Peristiwa banjir ROB yang terjadi di wilayah pantura Jabar ini kerap terjadi dalam beberapa waktu lalu. Seperti pada 20 Mei 2022, banjir terjadi di Pantai Pondok Bali tepatnya di Desa Mayangan, Legonkulon, Kabupaten Subang. Ketika itu air masuk ke pemukiman warga.

Kemudian, ada juga peristiwa banjir rob di wilayah Karangsong, Indramayu, pada Senin (20/6/2022).
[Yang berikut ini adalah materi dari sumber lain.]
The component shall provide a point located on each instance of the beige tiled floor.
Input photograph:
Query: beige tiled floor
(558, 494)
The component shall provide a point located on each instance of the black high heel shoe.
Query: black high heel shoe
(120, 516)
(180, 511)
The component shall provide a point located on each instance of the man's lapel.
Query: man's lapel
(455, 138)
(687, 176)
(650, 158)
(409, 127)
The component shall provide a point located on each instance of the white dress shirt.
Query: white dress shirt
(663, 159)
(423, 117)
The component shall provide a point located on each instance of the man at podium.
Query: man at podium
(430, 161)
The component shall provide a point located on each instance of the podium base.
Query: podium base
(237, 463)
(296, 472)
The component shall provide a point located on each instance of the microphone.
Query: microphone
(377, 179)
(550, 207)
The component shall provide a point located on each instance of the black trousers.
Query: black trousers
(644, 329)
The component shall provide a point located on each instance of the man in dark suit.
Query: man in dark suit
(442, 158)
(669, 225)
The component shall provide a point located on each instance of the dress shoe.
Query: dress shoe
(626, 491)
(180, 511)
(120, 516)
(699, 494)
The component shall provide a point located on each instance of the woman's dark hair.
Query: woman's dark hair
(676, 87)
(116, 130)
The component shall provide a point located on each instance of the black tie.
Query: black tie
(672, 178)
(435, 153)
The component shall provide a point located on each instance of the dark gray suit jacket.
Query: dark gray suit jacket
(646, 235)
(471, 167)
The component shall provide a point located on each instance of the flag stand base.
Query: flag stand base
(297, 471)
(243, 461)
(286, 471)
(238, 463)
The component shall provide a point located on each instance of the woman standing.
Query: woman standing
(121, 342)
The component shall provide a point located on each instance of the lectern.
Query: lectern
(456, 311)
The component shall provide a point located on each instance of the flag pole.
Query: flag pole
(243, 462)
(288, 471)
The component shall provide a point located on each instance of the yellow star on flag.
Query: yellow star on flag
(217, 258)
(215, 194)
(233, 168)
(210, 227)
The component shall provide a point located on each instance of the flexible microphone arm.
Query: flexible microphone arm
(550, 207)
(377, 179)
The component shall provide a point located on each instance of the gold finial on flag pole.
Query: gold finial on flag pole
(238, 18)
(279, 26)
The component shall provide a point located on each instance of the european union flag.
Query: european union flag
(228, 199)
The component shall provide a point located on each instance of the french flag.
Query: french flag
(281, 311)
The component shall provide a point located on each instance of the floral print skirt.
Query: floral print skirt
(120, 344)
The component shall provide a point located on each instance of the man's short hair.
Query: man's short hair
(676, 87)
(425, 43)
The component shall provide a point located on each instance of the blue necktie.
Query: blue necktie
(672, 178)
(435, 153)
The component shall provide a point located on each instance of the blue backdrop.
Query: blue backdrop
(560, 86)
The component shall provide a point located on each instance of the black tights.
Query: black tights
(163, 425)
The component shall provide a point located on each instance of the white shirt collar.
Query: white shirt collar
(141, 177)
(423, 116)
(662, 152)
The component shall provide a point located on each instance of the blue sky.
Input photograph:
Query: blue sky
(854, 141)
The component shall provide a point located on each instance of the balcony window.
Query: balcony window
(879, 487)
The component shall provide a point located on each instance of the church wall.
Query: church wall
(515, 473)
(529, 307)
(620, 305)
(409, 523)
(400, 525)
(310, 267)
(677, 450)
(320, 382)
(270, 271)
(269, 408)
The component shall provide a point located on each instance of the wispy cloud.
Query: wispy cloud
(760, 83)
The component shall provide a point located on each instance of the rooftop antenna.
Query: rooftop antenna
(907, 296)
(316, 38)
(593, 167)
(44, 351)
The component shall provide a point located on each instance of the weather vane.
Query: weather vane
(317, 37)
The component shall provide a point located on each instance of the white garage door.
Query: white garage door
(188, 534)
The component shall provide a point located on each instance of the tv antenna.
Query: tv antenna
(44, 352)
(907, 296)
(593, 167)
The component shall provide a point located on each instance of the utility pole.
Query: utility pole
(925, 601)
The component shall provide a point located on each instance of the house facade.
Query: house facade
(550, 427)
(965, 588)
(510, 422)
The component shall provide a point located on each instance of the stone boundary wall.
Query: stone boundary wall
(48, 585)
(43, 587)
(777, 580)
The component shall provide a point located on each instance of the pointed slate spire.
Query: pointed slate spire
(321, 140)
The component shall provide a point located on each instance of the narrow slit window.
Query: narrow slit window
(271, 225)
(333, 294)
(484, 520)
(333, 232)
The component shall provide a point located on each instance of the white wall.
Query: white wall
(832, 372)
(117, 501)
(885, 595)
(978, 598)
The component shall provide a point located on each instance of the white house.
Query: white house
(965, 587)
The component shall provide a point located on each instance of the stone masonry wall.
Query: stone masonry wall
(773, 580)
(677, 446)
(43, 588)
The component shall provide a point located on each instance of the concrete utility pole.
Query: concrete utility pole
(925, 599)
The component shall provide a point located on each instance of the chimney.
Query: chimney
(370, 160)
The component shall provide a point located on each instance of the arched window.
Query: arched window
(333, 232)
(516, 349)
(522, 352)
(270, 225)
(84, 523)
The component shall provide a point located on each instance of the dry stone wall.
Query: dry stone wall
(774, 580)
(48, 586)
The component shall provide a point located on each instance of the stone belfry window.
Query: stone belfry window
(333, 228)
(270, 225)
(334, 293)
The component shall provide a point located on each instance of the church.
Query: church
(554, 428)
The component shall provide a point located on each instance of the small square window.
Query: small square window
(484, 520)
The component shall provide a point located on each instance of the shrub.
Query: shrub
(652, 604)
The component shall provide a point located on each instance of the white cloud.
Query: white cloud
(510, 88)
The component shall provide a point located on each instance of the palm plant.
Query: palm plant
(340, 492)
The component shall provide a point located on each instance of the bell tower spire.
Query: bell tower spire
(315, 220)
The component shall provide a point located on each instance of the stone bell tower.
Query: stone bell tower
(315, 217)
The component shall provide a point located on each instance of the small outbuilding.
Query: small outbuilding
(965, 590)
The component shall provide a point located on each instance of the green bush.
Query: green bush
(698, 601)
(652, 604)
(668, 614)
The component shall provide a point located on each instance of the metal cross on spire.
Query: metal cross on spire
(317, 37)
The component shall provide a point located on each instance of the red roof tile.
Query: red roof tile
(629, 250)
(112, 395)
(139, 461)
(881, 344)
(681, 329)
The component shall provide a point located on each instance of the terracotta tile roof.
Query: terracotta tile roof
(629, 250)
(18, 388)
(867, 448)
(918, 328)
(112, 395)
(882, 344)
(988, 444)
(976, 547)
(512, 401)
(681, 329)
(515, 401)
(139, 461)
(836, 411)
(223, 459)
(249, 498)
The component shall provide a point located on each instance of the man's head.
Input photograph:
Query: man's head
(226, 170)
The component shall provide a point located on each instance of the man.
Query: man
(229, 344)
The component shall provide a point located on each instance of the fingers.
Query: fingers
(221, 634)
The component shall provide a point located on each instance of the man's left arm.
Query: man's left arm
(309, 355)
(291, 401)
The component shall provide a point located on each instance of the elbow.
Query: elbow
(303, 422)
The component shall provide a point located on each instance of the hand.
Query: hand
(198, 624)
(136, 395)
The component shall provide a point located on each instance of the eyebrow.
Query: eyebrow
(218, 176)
Banjir itu turut merendam jalan dan puluhan rumah warga yang berada di pesisir pantai.

Dari deretan peristiwa itu, Kepala Laboratorium Geodesi Fakultas Ilmu dan Teknologi Kebumian ITB, Heri Andreas mengatakan bahwa wilayah pantura Jabar harus segera diberikan penangan mitigasi yang terukur.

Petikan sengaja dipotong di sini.